Just four months ago, Quentin Tarantino announced he was ready to leave the door open to new projects. Today, he's shattered all hopes with a new announcement at the Adobe Max conference in San Diego, reports the Hollywood Reporter.
The filmmaker has now decided to take a u-turn on his decision, announcing that his career will draw to a close following his tenth feature film.
Speaking at the conference, the Tennessee-native exclaimed:
"Drop the mic. Boom. Tell everybody, 'Match that shit'."
Currently on film number eight, Quentin Tarantino has forged a name as one the best in the business, from debut flick Reservoir Dogs up to his most recent offering The Hateful Eight.
We've had difficulty believing in rumors of the Knoxville cinephile's retirement ever since they started to circulate given how much we know he loves to be admired. But could it be the real deal today?
A symbolic number?
Tarantino's symbolic number 10 comes up against a bit of skepticism when you note that the director prefers to count Kill Bill as one single film – despite the story being released in two separate volumes.
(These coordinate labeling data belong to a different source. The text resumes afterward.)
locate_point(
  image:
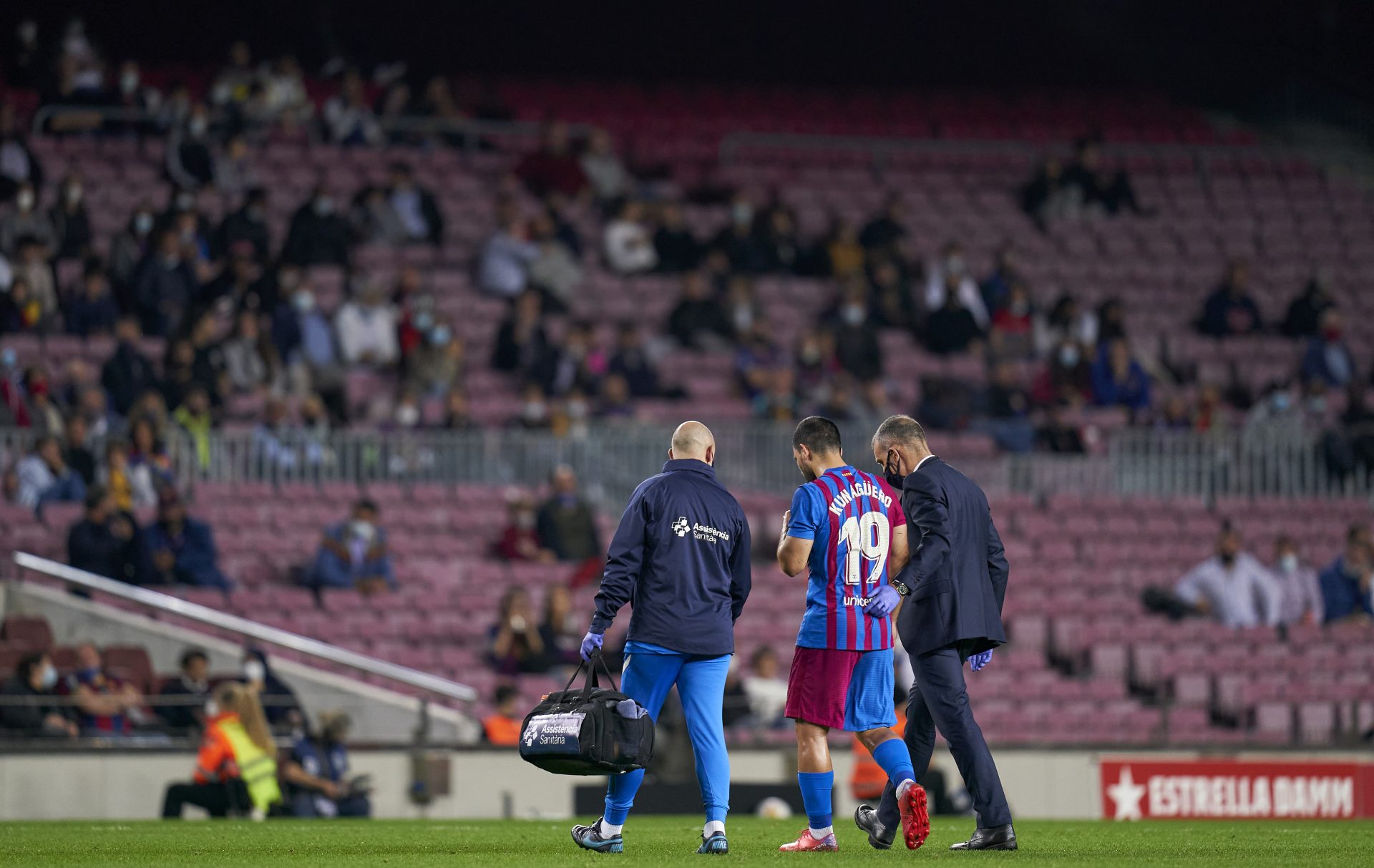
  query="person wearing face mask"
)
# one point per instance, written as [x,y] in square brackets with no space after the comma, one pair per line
[29,705]
[190,164]
[318,235]
[1348,584]
[1302,595]
[69,220]
[1233,587]
[26,221]
[354,554]
[954,585]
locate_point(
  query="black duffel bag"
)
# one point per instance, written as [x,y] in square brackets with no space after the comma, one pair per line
[588,731]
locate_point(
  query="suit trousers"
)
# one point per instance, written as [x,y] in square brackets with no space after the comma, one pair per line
[940,701]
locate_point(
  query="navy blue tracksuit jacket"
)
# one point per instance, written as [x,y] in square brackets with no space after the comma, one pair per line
[681,557]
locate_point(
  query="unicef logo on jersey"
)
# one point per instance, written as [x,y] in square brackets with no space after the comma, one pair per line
[701,532]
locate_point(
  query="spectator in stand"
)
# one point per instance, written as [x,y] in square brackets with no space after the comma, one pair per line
[1008,407]
[766,688]
[92,311]
[44,416]
[1305,312]
[778,243]
[1233,587]
[842,252]
[179,550]
[355,554]
[500,728]
[885,231]
[698,322]
[515,645]
[36,272]
[195,419]
[318,235]
[1119,379]
[1066,322]
[77,452]
[505,261]
[561,630]
[106,705]
[29,705]
[186,696]
[950,276]
[69,220]
[1098,191]
[164,286]
[552,168]
[1302,595]
[348,119]
[1348,584]
[1057,436]
[676,248]
[605,170]
[130,248]
[739,242]
[628,246]
[1230,309]
[246,225]
[103,542]
[316,774]
[367,328]
[127,374]
[279,703]
[520,537]
[46,478]
[190,162]
[952,327]
[557,271]
[415,206]
[567,524]
[1327,359]
[26,221]
[521,342]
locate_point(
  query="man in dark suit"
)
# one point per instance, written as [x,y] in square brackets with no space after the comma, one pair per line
[954,584]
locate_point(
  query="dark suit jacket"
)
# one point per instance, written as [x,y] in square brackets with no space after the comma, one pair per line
[958,572]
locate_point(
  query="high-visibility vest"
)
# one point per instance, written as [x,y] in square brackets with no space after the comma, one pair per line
[258,768]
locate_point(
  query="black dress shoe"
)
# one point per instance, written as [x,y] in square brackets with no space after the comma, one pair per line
[991,838]
[880,837]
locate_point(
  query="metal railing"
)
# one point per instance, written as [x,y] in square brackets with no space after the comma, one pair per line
[250,630]
[756,458]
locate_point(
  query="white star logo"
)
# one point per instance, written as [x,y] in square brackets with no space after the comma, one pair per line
[1127,796]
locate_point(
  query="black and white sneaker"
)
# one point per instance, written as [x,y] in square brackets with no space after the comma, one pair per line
[590,838]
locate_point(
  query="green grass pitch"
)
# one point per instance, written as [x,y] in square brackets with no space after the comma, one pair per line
[660,841]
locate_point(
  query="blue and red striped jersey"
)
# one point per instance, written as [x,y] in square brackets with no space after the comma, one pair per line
[849,517]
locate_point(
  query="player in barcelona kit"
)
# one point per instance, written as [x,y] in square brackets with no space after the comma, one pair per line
[847,529]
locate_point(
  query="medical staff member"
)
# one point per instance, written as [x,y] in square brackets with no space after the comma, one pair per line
[682,557]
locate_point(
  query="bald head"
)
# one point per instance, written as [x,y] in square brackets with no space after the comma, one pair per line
[693,440]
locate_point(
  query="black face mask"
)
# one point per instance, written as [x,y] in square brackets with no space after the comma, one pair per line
[890,473]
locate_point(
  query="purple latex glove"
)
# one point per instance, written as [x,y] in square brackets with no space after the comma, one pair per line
[882,602]
[591,642]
It also seems as though he's not yet ready to give up on Beatrix Kiddo as he has already spoken of creating a sequel whose plot seems to be ever evolving. But if this project ever sees the light of day, will it be counted as another number on the list? Unlikely.
For the moment, however, Tarantino has not given away much information concerning his last two productions. Back in January, he did tease the concept for an Australian, Bonnie and Clyde-esque story set in the 1930s. Today, the 53-year-old also told the crowd that he was currently focused on a historical non-fiction project.
We also know that Quentin has been heavily focused on the 1970s over the past few years – a period of cinema he describes as a turning point in international cinema. Speaking of a 70s project at Lyon's Festival Lumière the director stated:
"Am I going to write a book? Maybe. Is it going to be a six-part podcast? Maybe. A feature documentary? Maybe. I’m figuring it out."
Back in the present day and Tarantino also took the occasion to describe exactly what he wants for the rest of his career:
"Hopefully, the way I define success when I finish my career is that I’m considered one of the greatest filmmakers that ever lived. And going further, a great artist, not just filmmaker."
No pressure for your last two films then, Quentin.